If you plug the signal of the video camera into an audio system, what you hear is mainly the 50Hz buzz covering all the other information carried by the signal. If you manage to get rid of the sync-signals, what should remain is a pure translation of LIGHT into VOLTAGE.
Listen to the sound of the pure camera output, pointing to a zebra pattern:
Cleaning the signal
The task was to clean the signal from the 50Hz burst, commonly also known as black burst. It is used to synchronize analog video technology.
The task was to cut away the 2ms blanking period in the beginning of the 20ms cycle (at 50 half frames per second) and then re-speed the remaining 18ms of the active video period to a seemless 20ms cycle.

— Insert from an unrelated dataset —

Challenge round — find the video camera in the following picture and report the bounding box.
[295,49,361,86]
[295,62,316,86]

To detect the burst the brilliant Lex van den Broek by the Technical Department of the Royal Conservatory The Hague built a box which outputted a short 22kHz burst whenever the burst started. After this conversion to an audio signal it could be detected by Kyma. Inside Kyma it would write the cycle to memory, read out milliseconds 3-20 and play it back with a speed factor of 1,11, resulting in a fully cycle. We added a live parameter to be pitch the signal even much lower for sonic effect.
After finding the way to clean the sync-information off the signal, you can hear video. It is not an interpretation of the signal through, for example, a computer – it is the video itself. If then you use the camera to scan patterns of black and white horizontal bars, each white bar will produce a pulse, and each black bar will produce silence. In this way the camera becomes a pulse generator, and the amount of black and white bars determine the frequency you hear. The less bars the camera sees, the lower the frequency it produces. The more bars it sees, the higher the frequency. The closer the camera is to the pattern, the less bars it sees. Moving the camera away from the pattern, it has a bigger overview and thus sees more bars. In this way you create a glissando passing through all the available pitches.

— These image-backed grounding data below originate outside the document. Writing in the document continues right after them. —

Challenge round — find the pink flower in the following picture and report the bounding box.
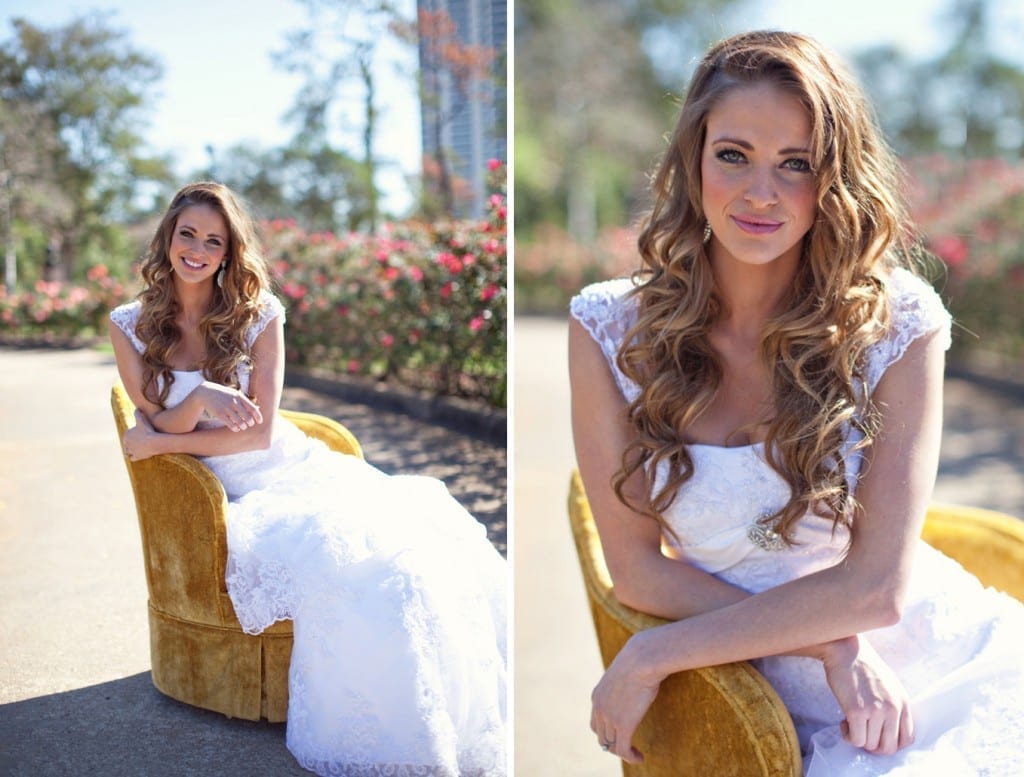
[381,333,394,347]
[409,266,424,282]
[440,281,453,299]
[932,235,969,267]
[281,281,308,300]
[480,283,500,302]
[487,158,502,172]
[469,316,485,332]
[346,359,361,374]
[385,267,400,281]
[86,264,109,281]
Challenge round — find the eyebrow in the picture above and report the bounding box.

In this project, the players of a baroque ensemble received small Black & White surveillance cameras. The recorder player had one fixed on the end of her instrument; the harpsichordist had two, one on each wrist; the violone player had one on his forehead.

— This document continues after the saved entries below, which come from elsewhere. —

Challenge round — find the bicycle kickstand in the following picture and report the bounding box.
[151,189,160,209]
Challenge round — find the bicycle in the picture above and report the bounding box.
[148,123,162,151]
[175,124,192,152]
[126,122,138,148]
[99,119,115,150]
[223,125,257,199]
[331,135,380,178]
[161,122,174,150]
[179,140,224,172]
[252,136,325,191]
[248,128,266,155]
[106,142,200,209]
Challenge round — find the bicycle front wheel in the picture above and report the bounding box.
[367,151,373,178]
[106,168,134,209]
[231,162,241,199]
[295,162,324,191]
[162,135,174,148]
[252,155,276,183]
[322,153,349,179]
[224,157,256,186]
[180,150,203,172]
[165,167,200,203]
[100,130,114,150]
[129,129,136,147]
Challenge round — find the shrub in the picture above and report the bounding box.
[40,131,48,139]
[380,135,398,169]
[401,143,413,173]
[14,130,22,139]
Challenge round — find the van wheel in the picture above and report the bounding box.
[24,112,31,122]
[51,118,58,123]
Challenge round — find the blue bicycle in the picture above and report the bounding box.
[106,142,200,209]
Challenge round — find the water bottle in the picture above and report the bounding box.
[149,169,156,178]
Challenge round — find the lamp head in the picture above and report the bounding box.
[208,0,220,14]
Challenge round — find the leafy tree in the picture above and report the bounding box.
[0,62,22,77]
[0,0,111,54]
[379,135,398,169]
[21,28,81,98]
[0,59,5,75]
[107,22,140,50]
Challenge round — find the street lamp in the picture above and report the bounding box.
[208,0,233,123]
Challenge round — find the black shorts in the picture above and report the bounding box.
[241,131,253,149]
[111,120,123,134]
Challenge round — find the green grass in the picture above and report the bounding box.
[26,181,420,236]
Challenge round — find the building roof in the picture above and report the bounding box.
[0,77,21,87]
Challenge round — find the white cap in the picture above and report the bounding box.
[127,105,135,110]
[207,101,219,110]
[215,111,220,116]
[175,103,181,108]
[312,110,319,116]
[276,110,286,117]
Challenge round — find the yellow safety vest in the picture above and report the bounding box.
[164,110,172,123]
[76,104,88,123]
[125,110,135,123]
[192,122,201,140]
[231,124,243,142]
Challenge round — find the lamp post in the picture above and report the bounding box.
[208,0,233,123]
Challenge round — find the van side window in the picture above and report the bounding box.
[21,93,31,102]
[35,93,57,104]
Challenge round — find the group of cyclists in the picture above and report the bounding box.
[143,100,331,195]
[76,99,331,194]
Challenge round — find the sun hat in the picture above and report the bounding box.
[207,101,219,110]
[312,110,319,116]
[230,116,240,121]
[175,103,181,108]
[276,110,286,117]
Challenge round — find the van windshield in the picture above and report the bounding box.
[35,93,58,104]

The colour of the sound (timbre) varies according to the kind of pattern filmed. It can be influenced by modifying the brighness of the white or the black. The timbre also changes according to the thickness of the white bars in relation to the black ones. The sound becomes grittier through the introduction of dirt (texture) instead of pure black and white. The sharpness of the sound is influenced by blurrint the borders between the bars. It also changes by rotation of the camera: if a bar is not completely horizontal the pitch becomes less clear. The focus of a camera can also be used to create a sharper or less sharp sound (this works as a low-pass filter).
By mixing different patterns in one image you hear an interval instead of a single-pitched sound. In this way, music can litterally be drawn – any horizontal pattern of black and white is suitable: a black text on white paper; a wall of white bricks with dark cement; a zebral a harpsichord keyboard.
A new instrument, with a huge range of possibilities, just waiting to be used.